Шел 1924 год. Она была беременна.
Она не хотела называть ребенка — если бы родился мальчик — в честь его отца, своего мужа. Она дала сыну имя Георгий, но всегда звала его «Муром», ласкательным именем, которое не имело никакого отношения ни к кому из членов ее семьи.
Она писала 10 мая 1925 года другу: «Борис — Георгий — Барсик — мур. Все вело к Муру. Во-первых, в родстве с моим именем, во-вторых — Kater Murr — Германия, в-третьих, само, вне символики, как утро в комнату. Словом — Мур». Далее в том же письме она добавляет: «Не пытайтесь достать иконку для Мура. (Кстати, что должно быть на такой иконке? Очевидно — кот? Или старший в роде — тигр?» Kater Murr — это знаменитый незавершенный роман Э. Т. Гофмана, созданный в 1819–1921 гг., полное название произведения — Житейские воззрения кота Мурра с присовокуплением макулатурных листов с биографией капельмейстера Иоганнеса Крейслера. Мурр — это ученый кот, который записывает свои воспоминания на оборотной стороне листов с автобиографией его хозяина.
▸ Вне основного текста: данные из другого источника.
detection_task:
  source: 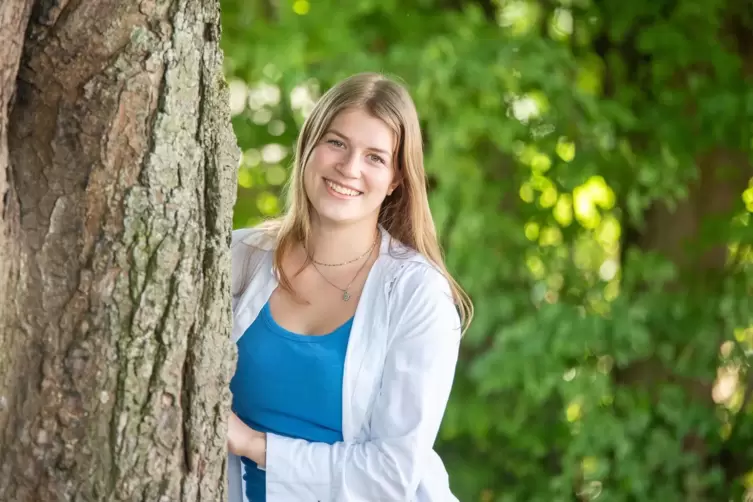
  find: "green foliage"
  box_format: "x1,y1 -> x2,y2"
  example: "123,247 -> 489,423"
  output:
217,0 -> 753,502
Марина переносила беременность нормально и в первый раз показалась доктору в декабре 1924 года. «Она посоветовала мне, — писала Цветаева после визита к врачу, — возможно больше стирать белья для укрепления мускулов живота». Еще ей предложили лечь в лечебницу «Государственная охрана матерей и младенцев». Но это напоминало ей о советских больницах, и она содрогалась при мысли о большой общей палате с тридцатью младенцами, чешских докторах и чешском языке, запрете курить, возможном затягивании пребывания там с девяти положенных дней до двадцати девяти. «Во что я обращусь? Подумать жутко» (письмо от 3 декабря 1924 г.).
Вскоре после этого, в один воскресный день, она пришла посоветоваться со мной и сказала: «Вы будете принимать моего ребенка».